On 8/16/07, Paul Lalli wrote:
snip
Silly rhetorical-ness aside, you seem unfamiliar with the term you
introduced to this thread: "string form of a regexp":
$ perl -le'
$a = q{foo};
$b = qr{foo};
print $a;
print $b;
'
foo
(?-xism:foo)
My assertion is that you do not need to make sure your variable is of
the form of $b above, but only that whatever it does contain, there
are no meta characters in it.
Paul Lalli
I know about the quote regex operator*, but it is not what I was
referring to when I said "string form of a regex". I was referring to
to a string that contains a a regex. qr// is just a fancy double
quote that adds a non-capturing group and sets the appropriate options
(in case you did something like qr/foo/i). The string "(?:-xism:foo)"
is no more or less a regex than the string "foo". By ensuring that a
string contains no regex meta-characters you are also ensuring that it
is a regex that will do exactly what you want. The danger inherent in
your original code
if (m!(<h1>(?:[a-z]+-)+[a-z]+</h1>)!i) {
$h1_sec = $1;
($mod_sec = $h1_sec) =~ tr/-/ /;
s/$h1_sec/$mod_sec/;
}
is that someone in the future may change the part that ensures the
correctness of $h1_sec
#changed code to handle _ as well as -
if (m!(<h1>.*?</h1>!) {
$h1_sec = $1;
($mod_sec = $h1_sec) =~ tr/-_/ /; #must get rid of _ as well
s/$h1_sec/$mod_sec/;
}
And everyone sits around for a few hours scratching their heads as to
why the program no longer works like it should (especially since it
would only work incorrectly on some input). Now, in this specific
case the check is close to the use so the danger is minimal and a
halfway decent coder should be able to spot the issue quickly, but if
the use were a few pages of code away it would be much more difficult.
This is why I state the rule the way I do. It is better to do the
check at the same time as the use. There are two downsides to this
advice:
1. you have to take the time to type \Q and \E
2. it produces slower code** (since it is running quotemeta every time)
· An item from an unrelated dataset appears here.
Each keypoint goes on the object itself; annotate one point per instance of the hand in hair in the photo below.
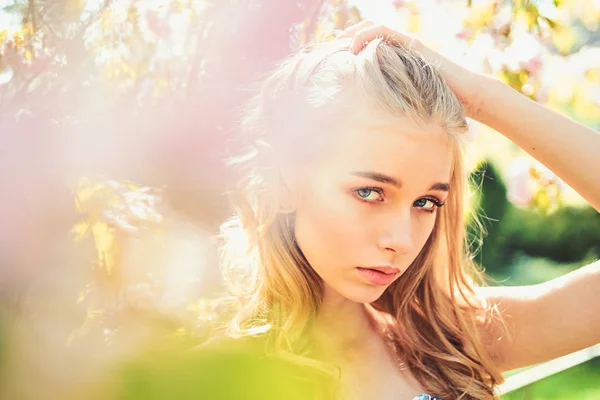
(464, 83)
(566, 147)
Now, if this is a use-once-then-throw-away situation it doesn't really
matter and most of the rules of good software development go out the
window. Heck, I don't know anybody who, on a regular basis, types
something like this
perl -Mstrict -lnwe 'our %h; my $c = y/,//; print $c unless $h{$c}++'
load.csv foo
even though use strict and use warnings are the first thing most of us
say to new Perl users.
* its use here would definitely be overkill since its primary use is
to allow the definition of complex regexes in pieces like so
my $identifier = qr/ [a-zA-Z_] \w*/x;
my $expression = qr/ $identifier | \d+ /x;
my $assignment = qr/ $identifier \s* = \s* $expression \s* ; /x ;
** this slowdown can be mostly mitigated by using the o option, but
only if the variable will never need to be change.